According to recent reports, NASA is currently looking into ways to farm on Mars to support humans that will become inhabitants of the Red Project by 2030. The task is daunting as the scientists will have to find ways to overcome gravity, radiation, low surface pressure and sunlight issues.

Mars One, a Netherland-based company is currently working on a Mission to establish human settlements on Mars. The company plans on offering a select group of people a one way ticket to the Red Planet. And to support these people, NASA is presently looking for ways to grow crops on the planet that will provide food for the future inhabitants of Mars.

While it is possible to grow crops in the Martian soil, it will be a daunting task, posing many challenges and labor-intensive tasks.

"One of the things that every gardener on the planet will know is producing food is hard - it is a non-trivial thing," Penelope Boston, director of the Cave and Karst Studies program at New Mexico Institute of Mining and Technology, said May 7 at the Humans 2 Mars Summit at the George Washington University. "Up until several hundred years ago it occupied most of us for most of the time."

Initial studies have proved that growing crops is possible on the Red planet. However, scientists worry if Earthly plants will be able to survive in the microgravity conditions of Mars. Moreover, Mars receives only half the sunlight that Earth receives and providing supplementary sunlight would mean suing more power, making the process even more intimidating.

 The planet's surface pressure is also very low.
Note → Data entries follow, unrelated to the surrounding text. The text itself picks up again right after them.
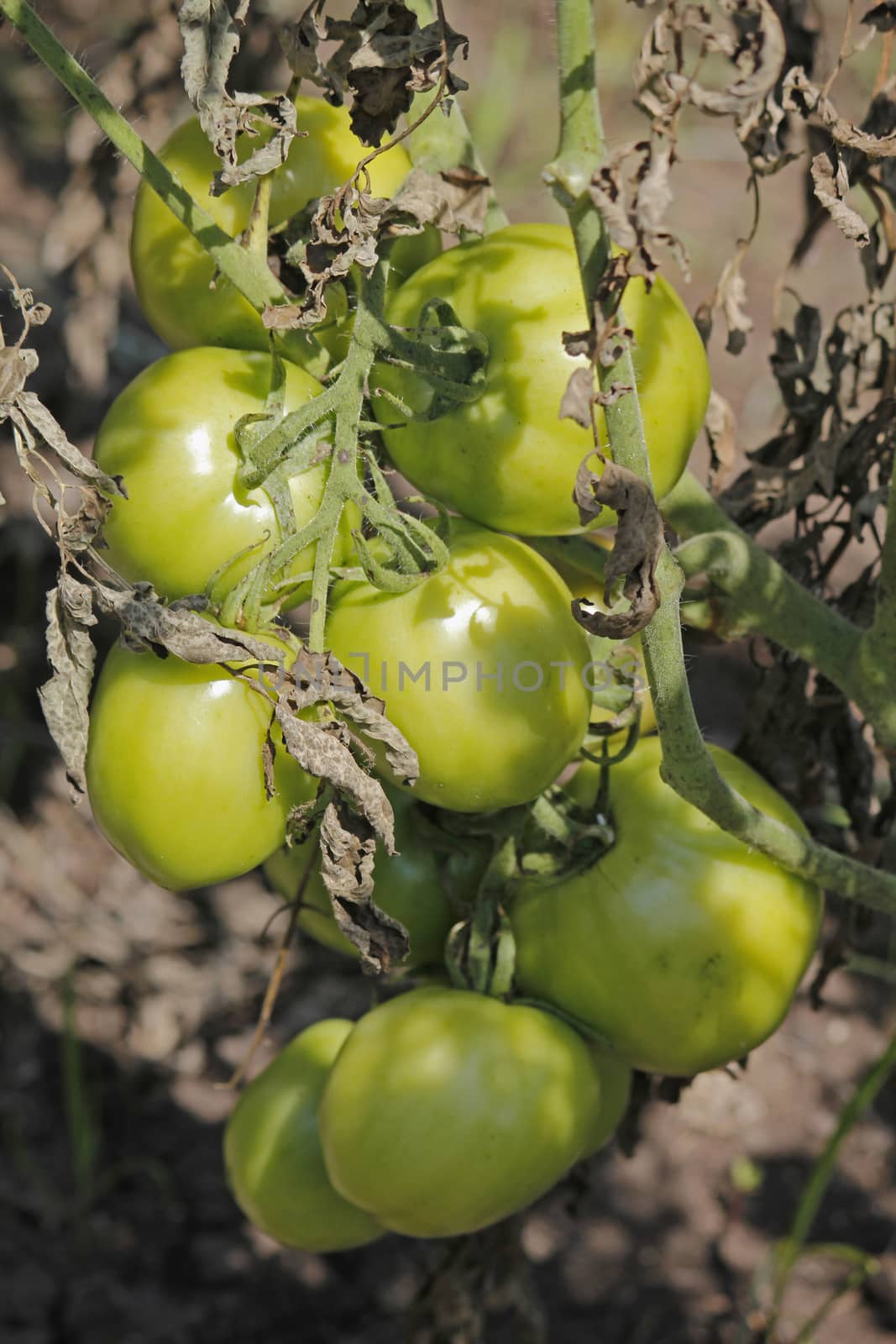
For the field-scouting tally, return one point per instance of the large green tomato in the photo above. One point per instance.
(616, 1090)
(174, 275)
(170, 436)
(506, 459)
(175, 769)
(273, 1152)
(448, 1110)
(407, 886)
(479, 665)
(681, 947)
According to Robert Ferl, director of the Interdisciplinary Center for Biotechnology Research at the University of Florida, the job at hand for NASA currently is to find out if plants can grow at lower surface pressures.  
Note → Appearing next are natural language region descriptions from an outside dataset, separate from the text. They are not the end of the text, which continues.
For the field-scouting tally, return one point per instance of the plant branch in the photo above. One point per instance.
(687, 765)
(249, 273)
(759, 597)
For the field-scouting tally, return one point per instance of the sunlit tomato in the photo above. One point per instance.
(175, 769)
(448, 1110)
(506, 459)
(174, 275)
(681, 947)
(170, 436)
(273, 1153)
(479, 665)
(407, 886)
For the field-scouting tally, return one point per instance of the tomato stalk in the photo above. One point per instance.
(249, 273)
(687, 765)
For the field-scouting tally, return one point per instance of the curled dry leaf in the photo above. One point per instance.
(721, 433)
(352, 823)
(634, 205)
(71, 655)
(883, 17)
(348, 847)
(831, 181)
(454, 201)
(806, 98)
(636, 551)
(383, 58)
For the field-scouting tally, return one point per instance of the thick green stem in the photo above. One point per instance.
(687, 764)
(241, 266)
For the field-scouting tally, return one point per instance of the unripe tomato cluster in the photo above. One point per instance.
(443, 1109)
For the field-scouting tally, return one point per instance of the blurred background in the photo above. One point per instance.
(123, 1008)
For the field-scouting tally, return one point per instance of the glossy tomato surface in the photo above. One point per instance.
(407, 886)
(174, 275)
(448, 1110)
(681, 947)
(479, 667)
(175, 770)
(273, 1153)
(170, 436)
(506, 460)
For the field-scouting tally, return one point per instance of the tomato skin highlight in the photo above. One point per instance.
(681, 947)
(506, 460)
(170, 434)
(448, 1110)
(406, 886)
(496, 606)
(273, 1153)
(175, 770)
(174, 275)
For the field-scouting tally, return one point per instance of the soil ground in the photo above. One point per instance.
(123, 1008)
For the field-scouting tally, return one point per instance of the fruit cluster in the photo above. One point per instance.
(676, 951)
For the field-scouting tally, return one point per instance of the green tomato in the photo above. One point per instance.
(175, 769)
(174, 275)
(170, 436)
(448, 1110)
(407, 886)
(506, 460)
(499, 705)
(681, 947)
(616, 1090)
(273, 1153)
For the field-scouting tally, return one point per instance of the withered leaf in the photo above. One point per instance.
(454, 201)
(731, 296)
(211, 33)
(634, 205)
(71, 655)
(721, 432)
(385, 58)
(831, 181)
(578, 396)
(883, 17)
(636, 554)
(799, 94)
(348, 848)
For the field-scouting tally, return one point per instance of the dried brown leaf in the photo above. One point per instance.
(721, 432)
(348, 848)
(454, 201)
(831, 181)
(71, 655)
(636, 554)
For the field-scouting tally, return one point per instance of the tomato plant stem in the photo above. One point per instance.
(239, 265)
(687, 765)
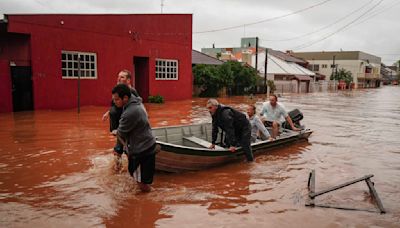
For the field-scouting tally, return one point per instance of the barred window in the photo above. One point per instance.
(69, 65)
(166, 69)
NASA Curiosity rover readings also suggest that astronomers living on Mars would be exposed to high levels of radioactivity, which can be risky. Since the Red planet retains only a small part of its atmosphere, radioactive elements keep bombarding the planet's surface, exposing the humans and plants there to radioactive poisoning.

NASA says that the initial days on Mars would replicate the initial days on Earth when people focused simply on survival; growing food and preventing illnesses.  According to an earlier report, more than 80,000 people have already signed up to win a chance to become a permanent resident of the Red Planet, even after being made aware of the living conditions there.